Scientists documenting how seabirds use the site want to see where the displaced terns wind up. The Brunswick dredge island, between St. Simons and Jekyll islands, is protected habitat that will serve as something of a control area.

Keyes said the study also will provide data to better estimate how many terns nest on the island, how many young they produce and – by tracking the birds, from Maine to Peru how vital the colony is.

Considering the immediate results, so far, so good.
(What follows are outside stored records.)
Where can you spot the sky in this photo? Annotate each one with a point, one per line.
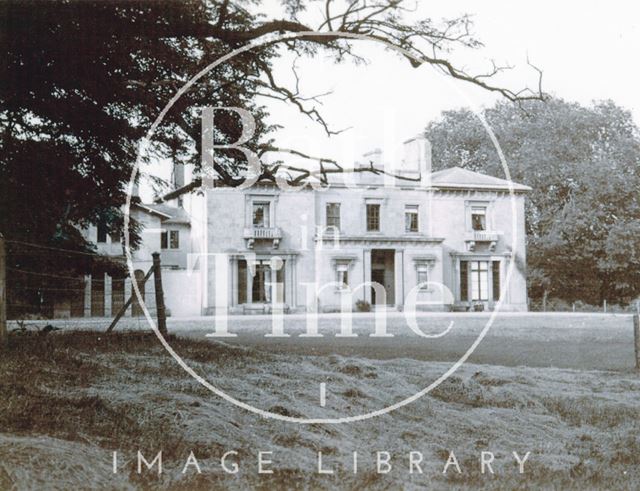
(587, 51)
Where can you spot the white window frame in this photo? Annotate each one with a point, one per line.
(412, 210)
(330, 226)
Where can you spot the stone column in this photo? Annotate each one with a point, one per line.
(87, 296)
(367, 274)
(398, 277)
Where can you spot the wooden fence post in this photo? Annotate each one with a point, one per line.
(636, 334)
(3, 293)
(126, 305)
(161, 312)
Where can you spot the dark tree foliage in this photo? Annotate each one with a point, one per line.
(82, 81)
(583, 215)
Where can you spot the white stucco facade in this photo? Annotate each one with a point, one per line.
(431, 241)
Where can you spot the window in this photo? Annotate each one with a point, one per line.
(102, 231)
(464, 281)
(242, 281)
(261, 215)
(260, 291)
(495, 274)
(342, 276)
(411, 218)
(479, 280)
(373, 218)
(174, 239)
(478, 218)
(422, 277)
(333, 215)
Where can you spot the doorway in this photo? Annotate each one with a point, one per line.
(383, 272)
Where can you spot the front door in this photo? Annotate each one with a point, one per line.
(383, 272)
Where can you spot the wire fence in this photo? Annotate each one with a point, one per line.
(35, 294)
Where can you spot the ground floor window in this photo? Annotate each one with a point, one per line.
(479, 281)
(260, 291)
(256, 286)
(422, 277)
(495, 272)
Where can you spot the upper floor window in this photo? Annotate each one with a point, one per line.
(411, 218)
(342, 275)
(422, 277)
(333, 215)
(373, 218)
(478, 218)
(174, 239)
(261, 215)
(102, 231)
(170, 239)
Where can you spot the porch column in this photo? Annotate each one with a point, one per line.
(398, 275)
(367, 274)
(233, 289)
(108, 294)
(250, 281)
(293, 297)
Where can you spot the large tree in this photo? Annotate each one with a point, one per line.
(83, 80)
(583, 163)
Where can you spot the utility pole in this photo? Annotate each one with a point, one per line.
(160, 310)
(3, 293)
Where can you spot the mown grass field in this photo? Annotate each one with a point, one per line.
(70, 399)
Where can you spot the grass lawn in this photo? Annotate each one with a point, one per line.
(70, 399)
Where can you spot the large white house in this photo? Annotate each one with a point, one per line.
(435, 241)
(410, 238)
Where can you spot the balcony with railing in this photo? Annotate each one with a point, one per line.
(251, 234)
(482, 236)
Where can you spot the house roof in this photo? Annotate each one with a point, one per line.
(173, 214)
(151, 210)
(459, 178)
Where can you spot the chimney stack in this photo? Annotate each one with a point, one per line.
(416, 161)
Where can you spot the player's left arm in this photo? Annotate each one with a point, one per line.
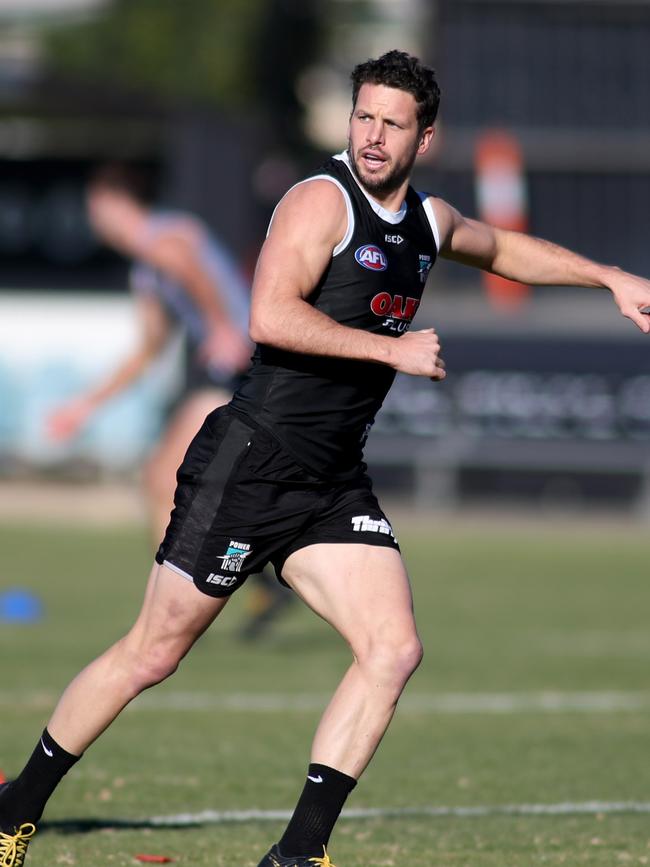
(536, 261)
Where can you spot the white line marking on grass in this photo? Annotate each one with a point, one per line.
(452, 702)
(463, 703)
(217, 817)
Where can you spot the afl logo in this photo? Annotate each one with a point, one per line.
(371, 257)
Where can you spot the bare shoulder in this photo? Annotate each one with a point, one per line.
(447, 218)
(315, 208)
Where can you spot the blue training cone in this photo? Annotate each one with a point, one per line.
(20, 606)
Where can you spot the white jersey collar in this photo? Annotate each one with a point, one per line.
(393, 217)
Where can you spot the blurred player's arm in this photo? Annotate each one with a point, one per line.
(176, 254)
(67, 420)
(307, 225)
(537, 262)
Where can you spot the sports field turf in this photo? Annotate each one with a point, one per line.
(534, 693)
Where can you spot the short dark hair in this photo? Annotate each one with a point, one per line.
(404, 72)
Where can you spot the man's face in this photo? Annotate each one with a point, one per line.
(384, 139)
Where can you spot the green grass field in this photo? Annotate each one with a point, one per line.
(534, 690)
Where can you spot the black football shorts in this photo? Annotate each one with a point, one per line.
(242, 501)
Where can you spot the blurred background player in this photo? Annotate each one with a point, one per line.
(183, 278)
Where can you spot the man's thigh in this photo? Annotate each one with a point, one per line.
(362, 590)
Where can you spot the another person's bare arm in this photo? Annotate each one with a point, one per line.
(175, 253)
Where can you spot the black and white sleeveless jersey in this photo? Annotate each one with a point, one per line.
(321, 408)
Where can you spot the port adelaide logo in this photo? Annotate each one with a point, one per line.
(371, 257)
(235, 555)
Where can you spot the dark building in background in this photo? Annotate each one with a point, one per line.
(570, 80)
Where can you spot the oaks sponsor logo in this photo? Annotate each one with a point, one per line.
(371, 257)
(396, 311)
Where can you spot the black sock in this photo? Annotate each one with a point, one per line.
(25, 798)
(317, 810)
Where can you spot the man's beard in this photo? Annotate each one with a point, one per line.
(382, 186)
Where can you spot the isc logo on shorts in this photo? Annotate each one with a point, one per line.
(371, 257)
(221, 580)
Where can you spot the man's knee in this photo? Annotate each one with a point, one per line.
(147, 666)
(393, 656)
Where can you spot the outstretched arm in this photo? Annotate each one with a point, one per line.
(308, 224)
(537, 262)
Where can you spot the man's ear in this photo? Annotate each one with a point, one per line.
(426, 138)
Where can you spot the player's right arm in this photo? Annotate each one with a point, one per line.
(307, 225)
(67, 420)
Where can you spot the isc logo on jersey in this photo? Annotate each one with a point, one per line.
(371, 257)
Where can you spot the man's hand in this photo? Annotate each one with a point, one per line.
(418, 353)
(632, 295)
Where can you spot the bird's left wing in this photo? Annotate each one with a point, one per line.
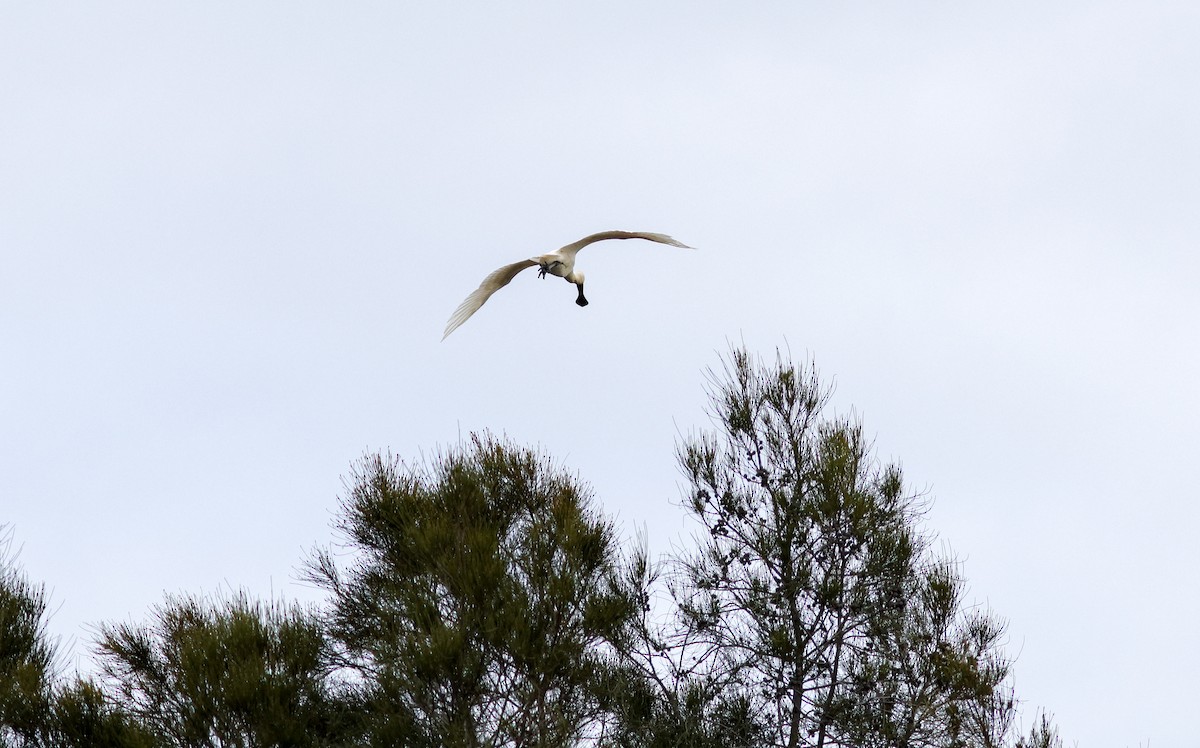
(493, 282)
(575, 246)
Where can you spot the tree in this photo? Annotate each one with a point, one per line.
(814, 600)
(481, 599)
(233, 674)
(27, 657)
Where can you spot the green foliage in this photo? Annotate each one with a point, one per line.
(84, 717)
(237, 674)
(25, 657)
(813, 600)
(480, 597)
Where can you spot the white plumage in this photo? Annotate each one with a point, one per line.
(561, 262)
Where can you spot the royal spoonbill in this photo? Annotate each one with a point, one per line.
(561, 262)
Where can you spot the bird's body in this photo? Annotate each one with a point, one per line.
(561, 262)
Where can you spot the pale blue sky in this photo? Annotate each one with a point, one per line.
(231, 237)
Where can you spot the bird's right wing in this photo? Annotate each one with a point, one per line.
(491, 283)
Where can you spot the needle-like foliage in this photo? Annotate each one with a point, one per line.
(479, 598)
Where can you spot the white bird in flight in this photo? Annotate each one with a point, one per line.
(561, 262)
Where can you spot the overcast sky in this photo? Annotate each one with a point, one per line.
(231, 235)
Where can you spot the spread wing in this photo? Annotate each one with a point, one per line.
(493, 282)
(571, 249)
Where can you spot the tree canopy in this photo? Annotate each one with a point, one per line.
(481, 598)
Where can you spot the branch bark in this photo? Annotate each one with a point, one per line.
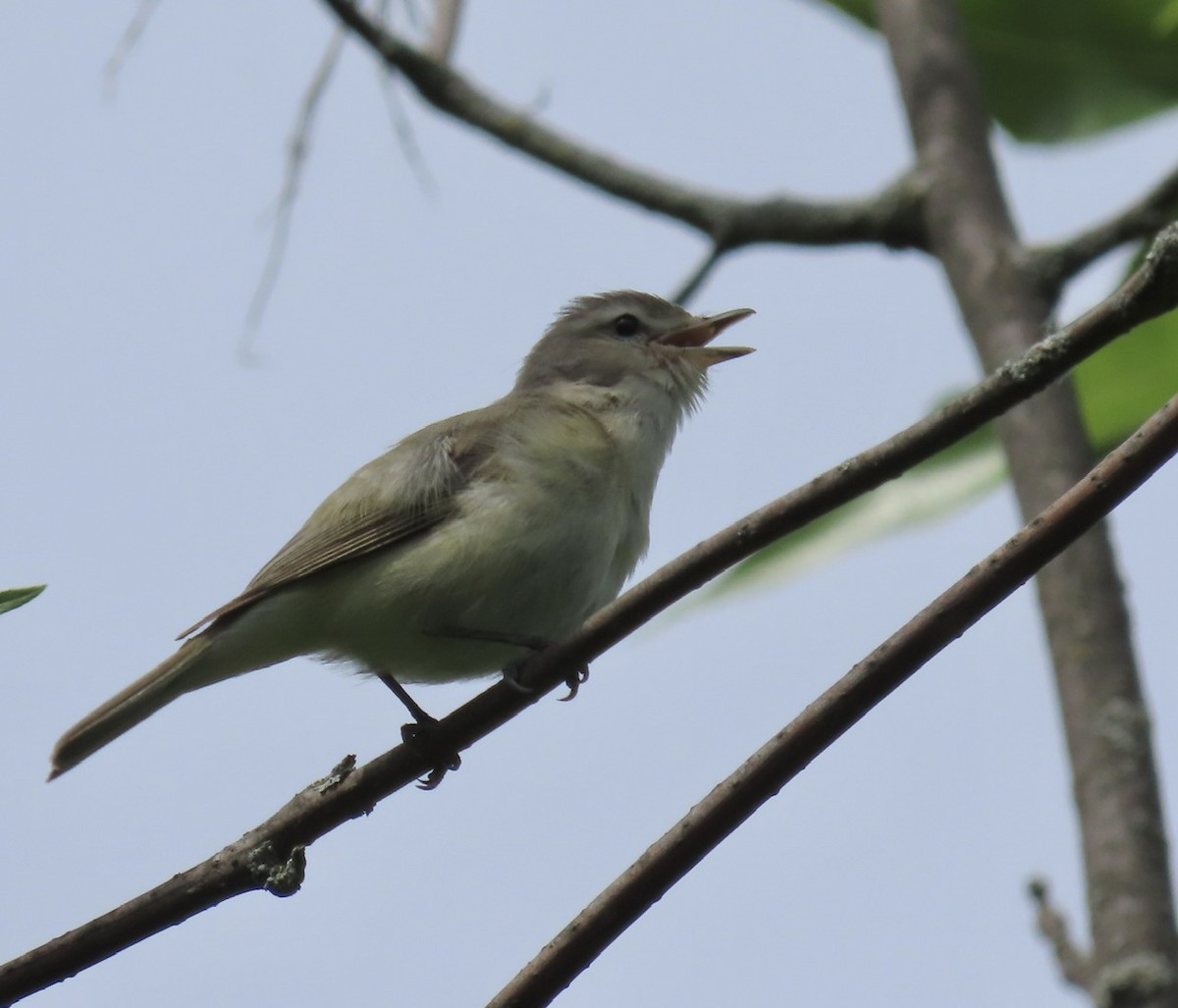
(790, 750)
(890, 218)
(271, 855)
(1005, 305)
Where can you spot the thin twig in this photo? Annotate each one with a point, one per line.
(270, 855)
(1058, 263)
(1075, 965)
(890, 218)
(297, 148)
(128, 40)
(694, 281)
(828, 718)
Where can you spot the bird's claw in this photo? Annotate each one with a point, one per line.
(421, 736)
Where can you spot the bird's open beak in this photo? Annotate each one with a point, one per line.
(695, 338)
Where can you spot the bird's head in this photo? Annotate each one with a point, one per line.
(612, 338)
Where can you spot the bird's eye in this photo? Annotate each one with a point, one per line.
(627, 325)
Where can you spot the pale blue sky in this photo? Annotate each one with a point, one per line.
(150, 473)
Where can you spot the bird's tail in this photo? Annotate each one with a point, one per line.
(127, 709)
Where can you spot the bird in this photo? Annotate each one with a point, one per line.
(474, 540)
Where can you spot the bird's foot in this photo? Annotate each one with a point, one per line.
(422, 737)
(512, 672)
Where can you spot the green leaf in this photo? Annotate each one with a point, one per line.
(1061, 70)
(931, 491)
(1118, 389)
(1123, 384)
(15, 597)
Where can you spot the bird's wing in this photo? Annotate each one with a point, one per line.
(394, 499)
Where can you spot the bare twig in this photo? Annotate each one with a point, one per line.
(1057, 264)
(694, 281)
(128, 40)
(828, 718)
(1075, 965)
(1005, 304)
(890, 218)
(272, 850)
(297, 148)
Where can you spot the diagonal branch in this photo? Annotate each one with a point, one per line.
(1057, 264)
(890, 218)
(826, 719)
(1114, 781)
(297, 148)
(271, 855)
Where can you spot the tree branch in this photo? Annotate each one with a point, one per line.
(1057, 264)
(270, 856)
(890, 218)
(828, 718)
(443, 29)
(1005, 304)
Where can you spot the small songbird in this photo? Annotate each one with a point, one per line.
(469, 541)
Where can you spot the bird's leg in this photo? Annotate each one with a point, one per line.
(511, 669)
(421, 736)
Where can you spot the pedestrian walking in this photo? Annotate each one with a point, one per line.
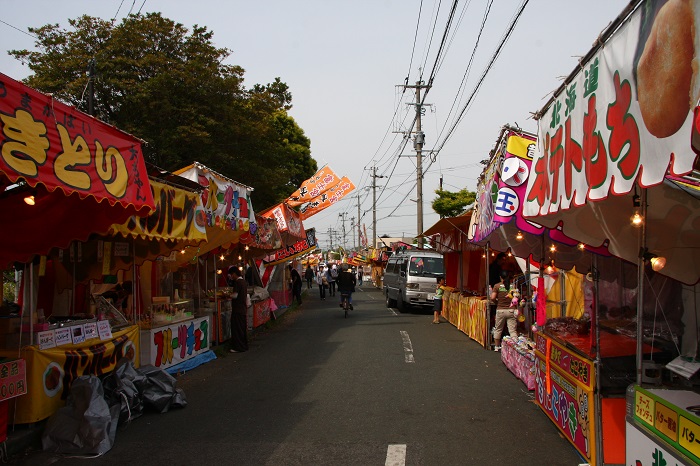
(295, 279)
(322, 283)
(239, 310)
(503, 298)
(309, 275)
(437, 300)
(331, 277)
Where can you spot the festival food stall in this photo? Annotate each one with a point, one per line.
(58, 168)
(464, 303)
(225, 211)
(614, 169)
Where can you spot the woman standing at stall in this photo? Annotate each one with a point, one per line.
(504, 313)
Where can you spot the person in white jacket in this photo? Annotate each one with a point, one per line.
(322, 282)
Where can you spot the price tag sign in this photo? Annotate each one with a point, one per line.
(46, 340)
(689, 436)
(77, 334)
(104, 330)
(666, 421)
(90, 330)
(63, 337)
(644, 408)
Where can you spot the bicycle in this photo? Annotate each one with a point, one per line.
(345, 302)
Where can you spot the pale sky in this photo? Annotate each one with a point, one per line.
(343, 62)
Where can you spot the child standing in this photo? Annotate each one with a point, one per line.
(437, 300)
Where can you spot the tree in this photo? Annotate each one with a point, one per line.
(169, 87)
(452, 204)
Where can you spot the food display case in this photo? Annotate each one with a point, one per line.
(171, 334)
(164, 311)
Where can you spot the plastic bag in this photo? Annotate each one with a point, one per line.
(86, 425)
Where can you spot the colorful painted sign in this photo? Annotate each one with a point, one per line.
(172, 344)
(564, 391)
(13, 379)
(225, 204)
(322, 181)
(288, 220)
(627, 114)
(172, 219)
(51, 372)
(45, 141)
(327, 198)
(501, 192)
(290, 252)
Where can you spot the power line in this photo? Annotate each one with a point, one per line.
(504, 40)
(20, 30)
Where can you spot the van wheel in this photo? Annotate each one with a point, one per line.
(400, 305)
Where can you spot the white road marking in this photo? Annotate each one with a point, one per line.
(395, 455)
(407, 347)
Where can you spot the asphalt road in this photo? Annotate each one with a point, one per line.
(377, 388)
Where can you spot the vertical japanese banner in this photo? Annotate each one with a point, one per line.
(45, 141)
(627, 114)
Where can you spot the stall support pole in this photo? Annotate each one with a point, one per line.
(597, 367)
(640, 286)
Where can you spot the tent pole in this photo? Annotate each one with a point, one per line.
(640, 286)
(32, 307)
(597, 365)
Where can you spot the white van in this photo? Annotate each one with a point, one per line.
(410, 278)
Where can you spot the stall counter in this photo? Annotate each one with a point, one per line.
(175, 342)
(51, 371)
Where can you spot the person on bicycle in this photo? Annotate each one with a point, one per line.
(346, 284)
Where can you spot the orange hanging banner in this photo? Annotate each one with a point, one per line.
(327, 199)
(322, 181)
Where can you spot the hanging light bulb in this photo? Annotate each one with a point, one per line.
(637, 220)
(658, 263)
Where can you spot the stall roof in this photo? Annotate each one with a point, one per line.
(448, 224)
(84, 175)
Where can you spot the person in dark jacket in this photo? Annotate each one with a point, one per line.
(296, 283)
(346, 284)
(309, 275)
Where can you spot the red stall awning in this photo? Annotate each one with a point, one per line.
(84, 175)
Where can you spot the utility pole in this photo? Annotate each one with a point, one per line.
(330, 235)
(352, 227)
(91, 88)
(359, 231)
(374, 205)
(418, 142)
(343, 216)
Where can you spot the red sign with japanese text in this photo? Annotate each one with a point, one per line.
(13, 379)
(45, 141)
(626, 117)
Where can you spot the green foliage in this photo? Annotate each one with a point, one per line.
(8, 286)
(451, 204)
(169, 87)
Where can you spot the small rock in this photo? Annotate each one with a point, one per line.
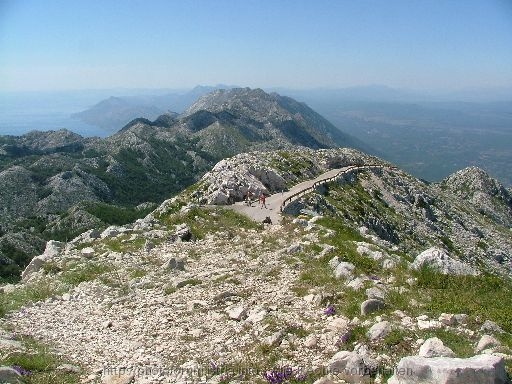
(357, 283)
(174, 264)
(461, 318)
(275, 339)
(480, 369)
(148, 245)
(429, 324)
(118, 379)
(372, 305)
(311, 341)
(376, 293)
(294, 248)
(69, 368)
(379, 330)
(88, 252)
(434, 347)
(333, 263)
(256, 316)
(237, 313)
(338, 323)
(344, 270)
(486, 342)
(447, 319)
(491, 326)
(324, 380)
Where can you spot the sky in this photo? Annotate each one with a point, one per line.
(95, 44)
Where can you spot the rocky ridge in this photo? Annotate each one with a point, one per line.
(208, 293)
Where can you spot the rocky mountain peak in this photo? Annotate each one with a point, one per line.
(483, 191)
(49, 140)
(241, 100)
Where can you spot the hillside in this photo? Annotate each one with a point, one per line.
(378, 271)
(57, 184)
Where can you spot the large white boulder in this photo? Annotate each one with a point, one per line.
(53, 248)
(481, 369)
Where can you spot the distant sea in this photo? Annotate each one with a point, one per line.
(43, 111)
(19, 124)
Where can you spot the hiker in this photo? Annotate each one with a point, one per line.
(262, 199)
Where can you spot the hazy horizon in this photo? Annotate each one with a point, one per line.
(426, 46)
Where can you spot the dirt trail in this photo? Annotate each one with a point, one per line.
(274, 202)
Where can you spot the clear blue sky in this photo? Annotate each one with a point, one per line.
(421, 44)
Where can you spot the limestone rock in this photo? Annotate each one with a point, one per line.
(344, 270)
(87, 252)
(174, 264)
(379, 330)
(486, 342)
(372, 305)
(434, 347)
(236, 313)
(491, 326)
(53, 248)
(481, 369)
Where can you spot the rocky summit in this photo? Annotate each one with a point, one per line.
(364, 275)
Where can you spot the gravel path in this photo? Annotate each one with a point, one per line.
(274, 202)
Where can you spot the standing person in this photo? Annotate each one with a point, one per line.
(249, 197)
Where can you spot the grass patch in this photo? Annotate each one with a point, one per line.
(122, 244)
(39, 364)
(206, 221)
(27, 294)
(83, 272)
(486, 296)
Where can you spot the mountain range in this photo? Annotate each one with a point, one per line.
(371, 276)
(430, 135)
(56, 184)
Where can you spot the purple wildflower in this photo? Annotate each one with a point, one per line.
(22, 371)
(344, 338)
(330, 310)
(278, 376)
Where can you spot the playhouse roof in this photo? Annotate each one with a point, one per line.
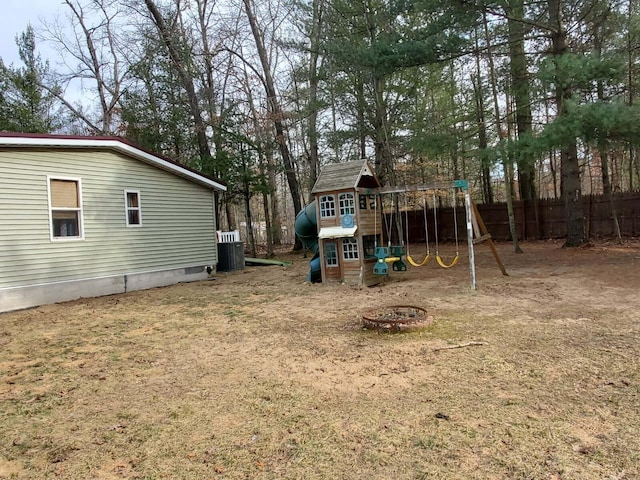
(117, 144)
(343, 176)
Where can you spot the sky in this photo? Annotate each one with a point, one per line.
(15, 16)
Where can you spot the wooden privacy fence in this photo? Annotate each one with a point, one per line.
(543, 220)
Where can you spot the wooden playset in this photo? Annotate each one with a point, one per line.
(350, 225)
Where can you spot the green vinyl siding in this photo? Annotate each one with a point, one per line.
(178, 226)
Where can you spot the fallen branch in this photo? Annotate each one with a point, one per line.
(451, 347)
The young of crested terns including royal and sandwich terns leave the nest, or scrape, within a day after hatching, forming a large group of chicks called a creche (nursery).

One benefit of this behavior is that fewer adults can watch over more young, freeing other adults to forage for food even miles away.

Cued by sound and sight, parents apparently have no problem picking out their offspring in a sea of chicks.

DNR's Tim Keyes said that during the banding, when the chicks were in corrals, adults quickly found and fed their young.

To report a sighting, email the band code, time and place to vt.plover@gmail.com. Good photos are welcomed. At the Brunswick dredge island, 1,500 royal tern chicks received plastic bands. About another 500 royal and sandwich tern chicks received metal leg bands (which are less easy to read in the field).